In exile, Tengren spends his days idly in drink and dreams until one Dr. Josip Keresny approaches him. Keresny plans an expedition to locate the lost Martian city of Ilionis, legendary "Gateway to the Gods," and offers Ivo illicit passage back to the Red Planet in return for serving as guide and placating the Martians. Hopeless and passive, Ivo is not the man he once was; nonetheless, he leaps at the chance.

The expedition proceeds, though tensions arise as Tengren develops an attraction to Keresny's granddaughter Ilsa and a hostile rivalry with pilot Konstantin Bolgov. The party also faces hostility from the Martians, who tolerate it only on account of their "king," even as they retain suspicions of him due to the debacle he led them through and his status as an Earthman. Eventually Ilionis is found. It indeed proves a gateway, to a vast system of caverns and relics of an alien technology older than anything remembered by the Martians.

Ultimately the cave system leads the explorers to the resting place of the Timeless Ones, a trio of alien survivors of the destroyed planet whose remains are now the asteroid belt. Awakened, they reveal themselves as the beings who guided the ancestors of both Martians and Earthlings on the path to sentience.

Bolgov, secretly an agent of the CA, attempts to destroy the aliens lest they free the Martians, but is thwarted. The Timeless Ones then pronounce sentence on the ruling Earthlings; for their crimes, all must leave Mars. Their vast mental powers give them the means to enforce this edict. The detached Tengren is satisfied with the outcome until he realizes the sentence includes him, at which point he belatedly speaks up for the more benignly inclined humans. The Timeless Ones grant the exception, giving him and Ilsa the right to remain and help rebuild Martian society.

==Chronology==
This story was the first published in the series, preceding The Valley Where Time Stood Still, but in terms of events it comes last, following Down to a Sunless Sea.

==Reception==
Lester Del Rey writes "This is by all odds the best showcase of Carter's writing I have seen. For this type of story, his people move naturally. The color he evolves for his world is traditional, but he has made it very much his own. And the book hangs together. It's Carter's best to date, in my opinion, and I heartily recommend it."

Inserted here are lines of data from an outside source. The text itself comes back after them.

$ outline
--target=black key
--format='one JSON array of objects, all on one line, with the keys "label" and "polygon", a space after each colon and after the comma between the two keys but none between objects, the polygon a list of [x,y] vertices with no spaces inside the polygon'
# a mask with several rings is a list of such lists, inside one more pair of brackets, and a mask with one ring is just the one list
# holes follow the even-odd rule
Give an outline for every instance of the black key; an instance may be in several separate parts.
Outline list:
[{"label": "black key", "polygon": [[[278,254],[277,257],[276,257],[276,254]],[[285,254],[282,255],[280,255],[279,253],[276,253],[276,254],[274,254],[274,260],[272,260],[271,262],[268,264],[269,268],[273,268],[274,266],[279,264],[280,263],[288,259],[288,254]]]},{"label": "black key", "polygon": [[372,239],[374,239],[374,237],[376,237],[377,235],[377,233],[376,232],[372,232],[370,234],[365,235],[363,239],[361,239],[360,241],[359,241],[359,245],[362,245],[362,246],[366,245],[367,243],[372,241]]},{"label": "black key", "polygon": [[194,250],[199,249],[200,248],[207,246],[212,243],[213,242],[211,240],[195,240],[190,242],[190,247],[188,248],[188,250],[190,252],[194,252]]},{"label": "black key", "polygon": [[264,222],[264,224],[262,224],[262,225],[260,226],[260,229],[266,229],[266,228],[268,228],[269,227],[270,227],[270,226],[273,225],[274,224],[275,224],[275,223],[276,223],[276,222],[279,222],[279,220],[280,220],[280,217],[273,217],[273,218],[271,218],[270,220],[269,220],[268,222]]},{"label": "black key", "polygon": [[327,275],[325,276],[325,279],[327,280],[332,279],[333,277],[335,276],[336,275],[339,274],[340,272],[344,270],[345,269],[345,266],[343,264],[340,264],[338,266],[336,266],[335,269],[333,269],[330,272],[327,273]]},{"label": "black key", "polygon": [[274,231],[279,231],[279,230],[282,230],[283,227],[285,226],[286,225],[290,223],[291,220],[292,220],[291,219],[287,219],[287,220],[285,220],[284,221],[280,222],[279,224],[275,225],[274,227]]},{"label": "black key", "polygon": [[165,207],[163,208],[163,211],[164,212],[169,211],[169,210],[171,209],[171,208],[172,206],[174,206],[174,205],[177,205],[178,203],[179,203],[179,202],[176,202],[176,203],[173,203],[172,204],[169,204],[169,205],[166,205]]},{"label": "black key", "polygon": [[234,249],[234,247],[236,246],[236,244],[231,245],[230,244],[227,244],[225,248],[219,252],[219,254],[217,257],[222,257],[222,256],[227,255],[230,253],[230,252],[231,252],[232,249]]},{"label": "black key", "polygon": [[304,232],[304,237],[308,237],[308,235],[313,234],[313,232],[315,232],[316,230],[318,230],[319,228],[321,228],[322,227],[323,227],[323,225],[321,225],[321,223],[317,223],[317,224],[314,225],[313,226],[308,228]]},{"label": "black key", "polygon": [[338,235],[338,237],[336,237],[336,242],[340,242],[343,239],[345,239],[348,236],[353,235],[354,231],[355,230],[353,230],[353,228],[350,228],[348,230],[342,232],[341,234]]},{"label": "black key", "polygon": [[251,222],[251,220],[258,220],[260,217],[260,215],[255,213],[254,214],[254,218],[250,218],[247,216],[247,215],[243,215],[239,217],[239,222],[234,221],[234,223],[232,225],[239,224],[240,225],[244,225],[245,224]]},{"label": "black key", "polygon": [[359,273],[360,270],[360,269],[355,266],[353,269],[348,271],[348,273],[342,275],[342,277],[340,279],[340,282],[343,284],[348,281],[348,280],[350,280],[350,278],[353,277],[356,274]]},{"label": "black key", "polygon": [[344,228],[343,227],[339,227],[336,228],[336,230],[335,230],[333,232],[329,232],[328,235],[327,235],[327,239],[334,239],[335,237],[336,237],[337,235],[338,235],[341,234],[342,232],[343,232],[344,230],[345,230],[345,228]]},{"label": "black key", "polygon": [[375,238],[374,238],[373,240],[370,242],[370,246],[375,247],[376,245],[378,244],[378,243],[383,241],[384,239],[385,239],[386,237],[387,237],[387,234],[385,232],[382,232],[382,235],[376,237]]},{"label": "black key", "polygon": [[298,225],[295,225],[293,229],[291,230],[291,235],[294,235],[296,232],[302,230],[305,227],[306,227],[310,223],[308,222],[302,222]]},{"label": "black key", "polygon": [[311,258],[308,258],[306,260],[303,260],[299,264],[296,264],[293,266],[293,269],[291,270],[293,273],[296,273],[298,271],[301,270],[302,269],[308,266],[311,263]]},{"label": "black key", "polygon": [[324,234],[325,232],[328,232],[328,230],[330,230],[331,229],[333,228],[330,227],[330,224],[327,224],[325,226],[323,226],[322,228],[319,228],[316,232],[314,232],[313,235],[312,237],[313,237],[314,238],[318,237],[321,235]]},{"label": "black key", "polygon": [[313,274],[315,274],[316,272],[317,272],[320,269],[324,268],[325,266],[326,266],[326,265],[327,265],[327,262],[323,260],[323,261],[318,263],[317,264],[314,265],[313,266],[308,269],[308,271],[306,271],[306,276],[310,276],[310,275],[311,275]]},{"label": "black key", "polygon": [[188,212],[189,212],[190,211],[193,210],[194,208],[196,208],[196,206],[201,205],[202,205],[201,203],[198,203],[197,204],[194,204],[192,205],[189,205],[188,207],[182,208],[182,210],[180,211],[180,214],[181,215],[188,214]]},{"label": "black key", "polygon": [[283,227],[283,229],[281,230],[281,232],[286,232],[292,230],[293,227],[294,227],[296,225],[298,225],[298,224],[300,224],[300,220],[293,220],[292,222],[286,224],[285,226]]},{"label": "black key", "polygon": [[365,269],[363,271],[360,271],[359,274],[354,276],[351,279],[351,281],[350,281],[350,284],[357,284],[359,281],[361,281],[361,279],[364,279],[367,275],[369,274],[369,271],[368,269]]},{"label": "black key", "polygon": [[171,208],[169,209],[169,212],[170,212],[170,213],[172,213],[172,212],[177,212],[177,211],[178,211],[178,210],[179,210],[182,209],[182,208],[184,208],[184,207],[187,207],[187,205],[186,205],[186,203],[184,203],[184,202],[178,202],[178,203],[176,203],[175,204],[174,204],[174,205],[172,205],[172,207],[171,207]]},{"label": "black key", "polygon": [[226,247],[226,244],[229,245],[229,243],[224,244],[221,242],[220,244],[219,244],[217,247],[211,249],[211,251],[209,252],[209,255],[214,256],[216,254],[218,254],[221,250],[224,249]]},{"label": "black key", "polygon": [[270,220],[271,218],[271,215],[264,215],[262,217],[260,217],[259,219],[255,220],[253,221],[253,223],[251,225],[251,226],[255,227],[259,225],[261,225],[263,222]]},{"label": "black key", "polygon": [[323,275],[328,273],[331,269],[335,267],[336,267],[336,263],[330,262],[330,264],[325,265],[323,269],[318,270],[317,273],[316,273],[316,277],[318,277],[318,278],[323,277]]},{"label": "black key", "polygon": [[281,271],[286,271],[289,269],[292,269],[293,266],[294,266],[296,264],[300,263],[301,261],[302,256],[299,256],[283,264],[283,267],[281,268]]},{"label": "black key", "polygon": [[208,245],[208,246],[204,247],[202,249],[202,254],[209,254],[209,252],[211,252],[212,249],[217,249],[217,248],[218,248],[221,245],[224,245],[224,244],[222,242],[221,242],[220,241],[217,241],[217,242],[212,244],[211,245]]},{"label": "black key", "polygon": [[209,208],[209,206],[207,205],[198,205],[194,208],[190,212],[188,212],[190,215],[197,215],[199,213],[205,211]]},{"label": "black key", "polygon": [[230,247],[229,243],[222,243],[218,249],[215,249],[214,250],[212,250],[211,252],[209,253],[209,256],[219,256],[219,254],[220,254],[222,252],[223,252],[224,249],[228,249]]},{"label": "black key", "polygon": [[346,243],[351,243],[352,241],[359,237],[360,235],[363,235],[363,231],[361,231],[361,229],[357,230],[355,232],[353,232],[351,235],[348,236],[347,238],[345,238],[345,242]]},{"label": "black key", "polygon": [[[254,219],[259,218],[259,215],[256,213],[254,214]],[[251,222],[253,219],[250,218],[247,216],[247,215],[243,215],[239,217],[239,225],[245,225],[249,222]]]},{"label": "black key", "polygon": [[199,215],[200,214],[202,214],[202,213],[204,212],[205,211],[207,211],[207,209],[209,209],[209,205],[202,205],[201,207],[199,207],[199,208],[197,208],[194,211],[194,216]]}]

Den Valdron, assessing the series in ERBzine, calls the book "[t]he best of the series," and its protagonist "fascinating ... a thoughtful but true successor to John Carter." He feels "[t]here’s something a little extra in his Martian novels that puts them at the upper registers of Carter’s work," and "commend[s] them to the reader."

J. G. Huckenpohler, also writing in ERBzine, rated the series "among my favorites" of Carter's stories, considering this book "the best of the lot" in the series, and the series as a whole to "show more originality" than Carter's Zanthodon and Callisto books.